Nursing Malpractice Facts
A legal claim for
nursing malpractice is caused by injury due to a nurse's negligence. There are numerous cases pertaining to disciplinary actions for practice-related issues such as evaluation failures, and documentation and medication errors. Nurses are held accountable for their own laxity and could find themselves in a bind for malpractice.
Nursing malpractice includes failure to identify an illness in a sensible manner, surgical, medications, and delivery mistakes, or causing any impairment or damage by not carrying out the duties professionally. The basic legal issues involved in
nursing malpractice are the same as the legal aspects in common negligence.
Basically, nurse practice acts, nursing care plans, nursing state boards, and nursing departments have traditional standards of care, procedures, and policies that aid nurses and subsidiary
medical staff in just about all patient care conditions. These standards help nurses in the deliverance, documentation, and improvement of patient care in order to help the nurses stay informed to the most recent practice and professional standards in nursing. However, nursing malpractice is deviating from these standards.
Nurses can also be sued if they fail to perform a procedure, brief a patient about the procedure, and get consent from a patient, all resulting in injuries. In order to prove nursing malpractice,
the claimant needs to prove that the care obtained did not meet the standard of care for medical professionals under comparable situations. Breach of the standards that nurses should practice happens when someone strays from that standard.

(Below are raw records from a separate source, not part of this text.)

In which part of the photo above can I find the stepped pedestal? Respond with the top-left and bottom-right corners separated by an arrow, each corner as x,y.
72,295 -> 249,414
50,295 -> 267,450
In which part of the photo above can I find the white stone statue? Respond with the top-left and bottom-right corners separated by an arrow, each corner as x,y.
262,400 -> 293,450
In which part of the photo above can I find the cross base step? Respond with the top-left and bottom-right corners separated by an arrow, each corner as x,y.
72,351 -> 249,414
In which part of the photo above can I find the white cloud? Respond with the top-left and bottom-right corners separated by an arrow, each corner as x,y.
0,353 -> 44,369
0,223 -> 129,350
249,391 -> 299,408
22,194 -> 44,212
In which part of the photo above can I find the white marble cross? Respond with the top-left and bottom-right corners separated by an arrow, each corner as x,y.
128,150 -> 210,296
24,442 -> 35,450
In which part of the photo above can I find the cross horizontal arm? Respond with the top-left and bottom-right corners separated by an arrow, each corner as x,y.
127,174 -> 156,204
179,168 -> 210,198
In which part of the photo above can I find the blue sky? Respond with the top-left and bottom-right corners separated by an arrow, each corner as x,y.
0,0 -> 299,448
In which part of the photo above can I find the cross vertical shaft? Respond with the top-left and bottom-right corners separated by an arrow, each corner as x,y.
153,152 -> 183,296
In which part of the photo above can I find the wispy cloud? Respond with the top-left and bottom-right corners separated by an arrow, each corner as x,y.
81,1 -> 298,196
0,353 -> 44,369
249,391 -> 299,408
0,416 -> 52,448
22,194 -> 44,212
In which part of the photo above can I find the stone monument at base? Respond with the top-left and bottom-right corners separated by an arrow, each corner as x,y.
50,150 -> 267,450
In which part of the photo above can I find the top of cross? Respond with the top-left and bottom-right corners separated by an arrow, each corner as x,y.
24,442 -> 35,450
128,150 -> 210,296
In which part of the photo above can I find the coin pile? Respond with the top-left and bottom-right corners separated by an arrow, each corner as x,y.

If the nurse effectively expresses that he or she has met a satisfactory standard of caring for the patient, then there is no malpractice.

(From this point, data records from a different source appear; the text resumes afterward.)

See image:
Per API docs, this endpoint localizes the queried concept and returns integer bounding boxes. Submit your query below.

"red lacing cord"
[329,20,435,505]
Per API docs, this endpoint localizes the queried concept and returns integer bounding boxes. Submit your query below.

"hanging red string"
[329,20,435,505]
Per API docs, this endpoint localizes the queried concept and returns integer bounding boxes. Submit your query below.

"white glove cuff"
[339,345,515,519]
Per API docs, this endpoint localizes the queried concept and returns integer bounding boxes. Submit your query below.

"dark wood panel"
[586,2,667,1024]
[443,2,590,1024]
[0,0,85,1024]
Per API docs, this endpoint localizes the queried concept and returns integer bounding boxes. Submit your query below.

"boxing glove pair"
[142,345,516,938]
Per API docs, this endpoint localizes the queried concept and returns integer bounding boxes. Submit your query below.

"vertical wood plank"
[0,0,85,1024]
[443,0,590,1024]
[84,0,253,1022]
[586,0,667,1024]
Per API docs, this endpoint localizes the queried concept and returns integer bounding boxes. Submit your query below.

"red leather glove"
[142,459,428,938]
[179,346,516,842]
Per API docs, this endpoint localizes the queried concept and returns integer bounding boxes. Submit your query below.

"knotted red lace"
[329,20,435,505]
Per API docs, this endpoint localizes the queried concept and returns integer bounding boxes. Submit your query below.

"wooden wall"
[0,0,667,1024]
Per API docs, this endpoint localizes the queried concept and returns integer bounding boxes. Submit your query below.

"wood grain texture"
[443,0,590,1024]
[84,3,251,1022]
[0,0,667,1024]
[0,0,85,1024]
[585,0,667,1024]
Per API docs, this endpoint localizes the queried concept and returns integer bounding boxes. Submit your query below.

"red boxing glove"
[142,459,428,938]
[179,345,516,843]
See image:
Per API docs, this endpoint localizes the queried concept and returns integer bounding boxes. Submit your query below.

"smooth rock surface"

Once a nurse admits report and has assigned patients, the nurse has contracted to care for those patients. By accepting the assigned patients, the nurse has connoted a duty to care for the patient with a degree of conscientiousness and skill exercised by proficient and mindful nurses. A nurse will also be responsible for nursing malpractice if he or she injures a patient with a piece of
medical equipment. This can ensue in a lot of ways, like hitting something heavy onto the patient, leaving a surgical object inside the patient after surgery, or burning the patient.
Nursing malpractice also involves the failure to take proper action or failure to alert the physician when momentous changes in a patient’s condition have occurred. It is also the failure to evaluate grave changes in a patient’s condition, such as failure to check on time the vital signs, or blood levels and status of the patient. If the nurse detects something of concern, or should become aware of it, then the nurse may be
accountable for malpractice for not reporting to the attending doctor.
The main issue in nursing malpractice cases gyrates around who is liable for the nurse’s negligent acts. Usually the hospital or the attending doctor is held accountable as well. The complainant must ascertain that had nursing policies and standards had been followed, the damages to the patient would have been avoided. Extra hospitalization or surgery to correct a medical error, and long-drawn-out pain are
supposed to compensate for the damages done by the attending nurse.